UNITED NATIONS —
A senior United Nations official on Monday urged Israel to exercise restraint in its search for three missing teenagers it accuses the Hamas Islamist group of kidnapping, while warning the Security Council that violence in the region could escalate.
Israel's army said it had detained another 37 Palestinians overnight as it searched and extended a crackdown on Hamas, which has denied having any knowledge of the missing teens. The Israeli military says it has detained 361 people since the Israeli students went missing on June 12.
"As the search for the missing youth continues, we call for restraint in carrying out the security operations in strict compliance with international law, and avoiding punishing individuals for offenses they have not personally committed," U.N. political affairs chief Jeffrey Feltman said.
"The rising death toll as a result of Israeli security operations in the West Bank is alarming," he told the Security Council during a monthly meeting on the Middle East.
Protesters argue with Palestinian riot police during a protest against security coordination between Palestinian authority and Israel, in the West Bank city of Ramallah, June 23, 2014.
The crisis has aggravated tensions in the West Bank which, along with East Jerusalem and the Hamas-controlled Gaza Strip, the Palestinians want as part of a future state.

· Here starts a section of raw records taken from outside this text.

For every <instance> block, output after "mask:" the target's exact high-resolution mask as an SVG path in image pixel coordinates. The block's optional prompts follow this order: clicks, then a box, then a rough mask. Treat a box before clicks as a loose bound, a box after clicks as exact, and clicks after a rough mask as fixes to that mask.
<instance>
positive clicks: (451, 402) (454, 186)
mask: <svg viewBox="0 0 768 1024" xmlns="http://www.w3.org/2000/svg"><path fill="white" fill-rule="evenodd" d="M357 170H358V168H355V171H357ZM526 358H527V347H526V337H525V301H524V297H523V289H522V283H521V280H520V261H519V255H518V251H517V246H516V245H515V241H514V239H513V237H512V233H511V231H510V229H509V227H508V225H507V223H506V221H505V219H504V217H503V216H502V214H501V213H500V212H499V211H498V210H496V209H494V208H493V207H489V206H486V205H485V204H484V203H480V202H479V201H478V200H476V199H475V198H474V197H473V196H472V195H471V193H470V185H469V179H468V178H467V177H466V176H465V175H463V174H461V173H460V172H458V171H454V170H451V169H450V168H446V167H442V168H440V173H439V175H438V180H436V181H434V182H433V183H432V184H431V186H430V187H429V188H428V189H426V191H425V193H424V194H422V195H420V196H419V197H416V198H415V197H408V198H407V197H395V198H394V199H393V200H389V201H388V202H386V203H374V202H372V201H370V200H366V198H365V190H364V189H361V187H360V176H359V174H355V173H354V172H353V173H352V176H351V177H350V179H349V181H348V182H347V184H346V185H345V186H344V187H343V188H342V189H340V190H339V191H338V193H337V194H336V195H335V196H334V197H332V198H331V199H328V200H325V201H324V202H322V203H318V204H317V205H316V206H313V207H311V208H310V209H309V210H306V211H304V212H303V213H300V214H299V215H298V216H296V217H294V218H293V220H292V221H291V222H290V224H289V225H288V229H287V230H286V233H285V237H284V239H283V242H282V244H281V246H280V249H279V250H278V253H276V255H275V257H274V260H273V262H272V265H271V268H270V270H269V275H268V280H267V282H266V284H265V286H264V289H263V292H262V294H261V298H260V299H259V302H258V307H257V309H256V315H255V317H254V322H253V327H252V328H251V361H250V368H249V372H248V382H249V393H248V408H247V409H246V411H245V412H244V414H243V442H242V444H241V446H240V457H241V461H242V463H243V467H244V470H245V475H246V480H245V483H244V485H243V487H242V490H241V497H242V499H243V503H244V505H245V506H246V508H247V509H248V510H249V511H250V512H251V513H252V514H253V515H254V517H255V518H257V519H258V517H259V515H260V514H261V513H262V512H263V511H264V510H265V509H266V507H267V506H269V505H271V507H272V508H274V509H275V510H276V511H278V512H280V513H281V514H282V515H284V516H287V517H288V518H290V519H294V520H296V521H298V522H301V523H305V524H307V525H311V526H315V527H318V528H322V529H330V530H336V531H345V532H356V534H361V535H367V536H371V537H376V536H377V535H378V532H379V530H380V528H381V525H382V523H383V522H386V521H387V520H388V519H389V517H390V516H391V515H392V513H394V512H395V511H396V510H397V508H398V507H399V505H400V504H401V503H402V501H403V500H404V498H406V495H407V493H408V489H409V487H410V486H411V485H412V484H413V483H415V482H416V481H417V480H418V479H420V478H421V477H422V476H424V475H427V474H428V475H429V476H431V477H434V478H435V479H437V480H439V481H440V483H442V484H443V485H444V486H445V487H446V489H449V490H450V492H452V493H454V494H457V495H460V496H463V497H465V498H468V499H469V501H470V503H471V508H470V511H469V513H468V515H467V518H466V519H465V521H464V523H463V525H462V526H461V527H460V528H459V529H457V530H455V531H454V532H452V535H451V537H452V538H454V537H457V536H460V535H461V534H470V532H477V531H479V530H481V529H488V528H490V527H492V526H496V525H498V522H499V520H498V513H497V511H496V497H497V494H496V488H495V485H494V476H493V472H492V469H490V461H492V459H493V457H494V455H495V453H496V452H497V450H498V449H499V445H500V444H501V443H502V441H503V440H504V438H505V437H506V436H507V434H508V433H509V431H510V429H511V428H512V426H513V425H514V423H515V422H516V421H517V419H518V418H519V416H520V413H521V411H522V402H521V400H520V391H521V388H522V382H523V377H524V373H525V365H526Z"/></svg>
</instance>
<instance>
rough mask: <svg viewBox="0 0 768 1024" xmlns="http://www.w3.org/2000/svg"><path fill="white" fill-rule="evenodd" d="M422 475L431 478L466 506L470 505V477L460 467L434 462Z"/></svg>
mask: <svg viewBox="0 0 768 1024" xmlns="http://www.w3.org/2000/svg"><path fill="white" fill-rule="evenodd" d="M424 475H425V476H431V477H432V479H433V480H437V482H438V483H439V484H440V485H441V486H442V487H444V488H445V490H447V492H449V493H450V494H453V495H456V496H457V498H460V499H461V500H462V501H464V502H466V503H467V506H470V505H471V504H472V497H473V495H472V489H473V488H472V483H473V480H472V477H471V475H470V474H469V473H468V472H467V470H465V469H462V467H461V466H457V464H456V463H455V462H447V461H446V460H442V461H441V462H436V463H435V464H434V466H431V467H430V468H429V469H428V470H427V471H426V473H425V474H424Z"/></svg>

After his public briefing, Feltman spoke to the council behind closed doors. He warned the 15-nation body there could be a new Palestinian intifada, or uprising, against Israel.
"The situation on the ground is very bad," Feltman was quoted as saying by a council diplomat in the room, who spoke to Reuters on condition of anonymity. "I fear we might get to the point of a third intifada."
Other diplomats confirmed Feltman's closed-door warning.
Council members also attempted to agree on a statement to the press to condemn the alleged kidnapping of the Israelis.
Russia's U.N. Ambassador Vitaly Churkin presented a draft statement but diplomats present at the meeting said both Jordan and the United States proposed amendments.
It soon became clear, diplomats said, that the U.S. and Jordanian delegations would be unable to agree on a mutually acceptable statement to the media. Washington, Israel's traditional protector on the council, wanted no condemnation of Israel while Jordan demanded a tough rebuke of the Jewish state.
"Unfortunately members of the Security Council were not able to find common ground," Churkin told reporters. "Some delegates want to have very strong language condemning Israel, another delegation did not want to have any reference to Israel at all."
Council statements must be approved unanimously.
Israel's U.N. Ambassador Ron Prosor issued a statement after the council meeting defending Israeli actions aimed at finding the missing teenagers.
"Some nations behave as if Israel should roll out the welcome mat for Hamas," he said. "Israel will not allow this terrorist group to trample on its citizens. Israelis are acting in self-defense to defend our nation from the terrorist networks that surround us." The Permanent Observer for the Palestinian territories, Riyad Mansour, condemned the "massive aggression against our people in the Occupied Palestinian Territory."